見えすぎるのはよくない
私は見たくないものは隠すことにした
写真はなにもかもが見えすぎる
見えすぎるのはよくないことだ
現実は、このぐらいの表現で見せるのがちょうどよい
AI KOWADA GALLERY(東京、渋谷)では写真集の刊行と合わせ、コマーシャルフォトグラファーとして活躍する矢吹健巳(b.1982)の写真展、"gengetsu"を開催致します。
矢吹健巳は、写真表現における「見えないもの、隠れているもの」や「無視されているもの」について問い続けてきました。そのテーマのもとで撮影された、50人のアノニマスなモデルたちのポートレート作品シリーズ"gengetsu"が、写真集として発表されます。
"gengetsu"において、矢吹は街中でランダムに声をかけた人々をモデルとし、極めて短い時間で、あえて彼らとの距離を一切縮めず、「赤の他人」というスタンスのまま撮影に臨んでいます。

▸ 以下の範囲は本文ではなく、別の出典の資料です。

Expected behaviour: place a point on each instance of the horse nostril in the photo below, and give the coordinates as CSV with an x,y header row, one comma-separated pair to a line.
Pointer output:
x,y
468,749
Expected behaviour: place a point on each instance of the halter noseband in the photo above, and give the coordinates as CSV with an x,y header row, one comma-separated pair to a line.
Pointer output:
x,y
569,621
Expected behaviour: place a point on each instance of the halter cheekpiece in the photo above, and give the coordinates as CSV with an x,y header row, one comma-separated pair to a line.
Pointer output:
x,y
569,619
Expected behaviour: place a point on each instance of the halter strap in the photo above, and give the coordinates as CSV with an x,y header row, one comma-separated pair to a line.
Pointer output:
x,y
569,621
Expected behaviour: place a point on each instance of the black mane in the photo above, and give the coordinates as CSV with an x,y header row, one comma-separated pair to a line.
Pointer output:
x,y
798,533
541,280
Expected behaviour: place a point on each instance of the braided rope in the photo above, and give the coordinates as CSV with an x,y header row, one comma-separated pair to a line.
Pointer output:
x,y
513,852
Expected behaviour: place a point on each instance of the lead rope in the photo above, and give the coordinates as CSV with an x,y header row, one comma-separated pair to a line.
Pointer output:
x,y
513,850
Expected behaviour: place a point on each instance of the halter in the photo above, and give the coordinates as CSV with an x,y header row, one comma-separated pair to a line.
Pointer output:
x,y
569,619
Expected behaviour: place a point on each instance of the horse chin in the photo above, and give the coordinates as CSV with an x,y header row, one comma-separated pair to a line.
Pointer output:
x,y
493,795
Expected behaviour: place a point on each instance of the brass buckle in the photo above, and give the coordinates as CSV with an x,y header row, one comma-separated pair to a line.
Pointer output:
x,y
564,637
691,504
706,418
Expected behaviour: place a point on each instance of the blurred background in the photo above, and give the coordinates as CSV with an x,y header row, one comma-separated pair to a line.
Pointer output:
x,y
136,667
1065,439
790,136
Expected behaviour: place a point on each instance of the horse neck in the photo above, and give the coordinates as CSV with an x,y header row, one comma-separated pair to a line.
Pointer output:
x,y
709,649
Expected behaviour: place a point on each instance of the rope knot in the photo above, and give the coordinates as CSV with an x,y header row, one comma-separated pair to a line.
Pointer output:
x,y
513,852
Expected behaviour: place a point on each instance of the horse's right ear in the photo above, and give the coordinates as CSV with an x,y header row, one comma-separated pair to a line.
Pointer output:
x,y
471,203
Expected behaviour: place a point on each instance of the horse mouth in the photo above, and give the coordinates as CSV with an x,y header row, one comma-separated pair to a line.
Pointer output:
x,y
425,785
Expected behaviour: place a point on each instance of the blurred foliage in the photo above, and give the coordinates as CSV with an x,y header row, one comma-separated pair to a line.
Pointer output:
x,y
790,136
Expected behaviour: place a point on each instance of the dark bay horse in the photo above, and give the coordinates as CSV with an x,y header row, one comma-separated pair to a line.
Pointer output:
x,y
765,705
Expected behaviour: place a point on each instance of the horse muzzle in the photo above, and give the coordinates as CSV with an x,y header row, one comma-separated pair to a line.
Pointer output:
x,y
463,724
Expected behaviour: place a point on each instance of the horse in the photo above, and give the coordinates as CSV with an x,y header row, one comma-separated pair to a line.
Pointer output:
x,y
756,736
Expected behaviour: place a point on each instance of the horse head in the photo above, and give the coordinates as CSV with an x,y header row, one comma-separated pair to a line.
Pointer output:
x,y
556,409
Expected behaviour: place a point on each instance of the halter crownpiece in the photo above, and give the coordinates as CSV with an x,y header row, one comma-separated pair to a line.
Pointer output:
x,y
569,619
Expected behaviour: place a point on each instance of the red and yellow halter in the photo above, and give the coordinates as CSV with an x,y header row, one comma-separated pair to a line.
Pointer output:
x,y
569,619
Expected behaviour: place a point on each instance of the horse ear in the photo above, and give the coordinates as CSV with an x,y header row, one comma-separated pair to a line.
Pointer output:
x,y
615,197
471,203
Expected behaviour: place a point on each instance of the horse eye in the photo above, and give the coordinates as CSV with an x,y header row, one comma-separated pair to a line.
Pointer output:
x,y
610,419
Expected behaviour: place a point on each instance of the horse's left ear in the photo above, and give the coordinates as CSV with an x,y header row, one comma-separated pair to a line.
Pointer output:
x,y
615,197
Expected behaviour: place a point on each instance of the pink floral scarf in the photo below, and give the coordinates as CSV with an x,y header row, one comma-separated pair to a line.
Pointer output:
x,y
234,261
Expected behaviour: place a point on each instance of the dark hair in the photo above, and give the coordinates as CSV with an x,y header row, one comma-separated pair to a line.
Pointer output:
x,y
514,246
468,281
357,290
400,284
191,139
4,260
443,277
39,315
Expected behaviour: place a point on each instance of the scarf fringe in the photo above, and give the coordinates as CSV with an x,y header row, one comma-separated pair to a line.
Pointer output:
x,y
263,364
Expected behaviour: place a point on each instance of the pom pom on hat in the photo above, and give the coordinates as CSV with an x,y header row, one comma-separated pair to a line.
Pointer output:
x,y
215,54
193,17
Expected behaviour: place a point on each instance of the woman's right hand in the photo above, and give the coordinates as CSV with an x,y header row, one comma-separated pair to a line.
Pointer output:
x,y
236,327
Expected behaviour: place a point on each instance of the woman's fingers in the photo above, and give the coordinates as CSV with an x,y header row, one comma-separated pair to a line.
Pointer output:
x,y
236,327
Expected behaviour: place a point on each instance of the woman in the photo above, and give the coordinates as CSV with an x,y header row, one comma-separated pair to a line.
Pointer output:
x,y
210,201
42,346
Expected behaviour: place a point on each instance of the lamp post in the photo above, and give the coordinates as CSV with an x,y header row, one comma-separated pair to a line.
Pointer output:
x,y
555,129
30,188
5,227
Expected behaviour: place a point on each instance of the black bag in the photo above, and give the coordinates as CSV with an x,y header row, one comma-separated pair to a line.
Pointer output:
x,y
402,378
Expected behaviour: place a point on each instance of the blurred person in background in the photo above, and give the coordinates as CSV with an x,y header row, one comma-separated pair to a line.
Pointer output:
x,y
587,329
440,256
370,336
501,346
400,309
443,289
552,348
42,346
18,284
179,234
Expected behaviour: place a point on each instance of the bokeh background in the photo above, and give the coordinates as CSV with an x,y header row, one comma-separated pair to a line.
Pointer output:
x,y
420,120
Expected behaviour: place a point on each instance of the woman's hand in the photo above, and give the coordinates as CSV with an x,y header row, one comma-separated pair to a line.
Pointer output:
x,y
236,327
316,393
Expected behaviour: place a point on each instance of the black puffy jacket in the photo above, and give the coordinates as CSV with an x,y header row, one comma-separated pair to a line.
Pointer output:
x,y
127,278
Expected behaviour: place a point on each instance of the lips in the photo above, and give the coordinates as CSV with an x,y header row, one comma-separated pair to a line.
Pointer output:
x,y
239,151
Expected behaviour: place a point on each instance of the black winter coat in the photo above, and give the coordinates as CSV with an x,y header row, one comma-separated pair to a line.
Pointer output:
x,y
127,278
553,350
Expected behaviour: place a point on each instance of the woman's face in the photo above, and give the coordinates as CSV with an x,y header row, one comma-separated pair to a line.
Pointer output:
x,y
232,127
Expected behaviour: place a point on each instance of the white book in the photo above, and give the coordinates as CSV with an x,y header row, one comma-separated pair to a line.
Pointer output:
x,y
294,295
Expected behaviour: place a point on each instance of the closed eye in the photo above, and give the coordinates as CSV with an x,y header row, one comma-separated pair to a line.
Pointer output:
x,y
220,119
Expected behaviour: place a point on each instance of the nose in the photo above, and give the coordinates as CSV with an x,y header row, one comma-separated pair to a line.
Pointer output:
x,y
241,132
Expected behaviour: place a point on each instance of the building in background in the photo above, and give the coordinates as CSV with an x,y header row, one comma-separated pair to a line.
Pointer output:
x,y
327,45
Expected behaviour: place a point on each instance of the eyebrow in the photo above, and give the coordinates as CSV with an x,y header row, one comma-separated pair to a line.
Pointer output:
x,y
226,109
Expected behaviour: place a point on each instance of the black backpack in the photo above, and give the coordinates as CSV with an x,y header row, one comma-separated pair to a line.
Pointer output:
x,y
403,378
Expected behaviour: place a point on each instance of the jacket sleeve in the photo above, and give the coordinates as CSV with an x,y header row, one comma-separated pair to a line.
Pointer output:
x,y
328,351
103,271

さらにポラロイドを独自処理したネガフィルムをプリントするという例のみない写真技法を用いて、撮影したモデルたちの顔や体の一部を黒く塗りつぶし、意図的に隠蔽するのです。今回は"gengetsu"シリーズから抜粋、 作品化した展示となります。
「このモデルたちはいったいどんな背景を持ち、どんな顔で、どんな表情をしているのか?」
等身大にプリントされたモデルたちと対峙するインスタレーション。
それは鏡のように我々を投影します。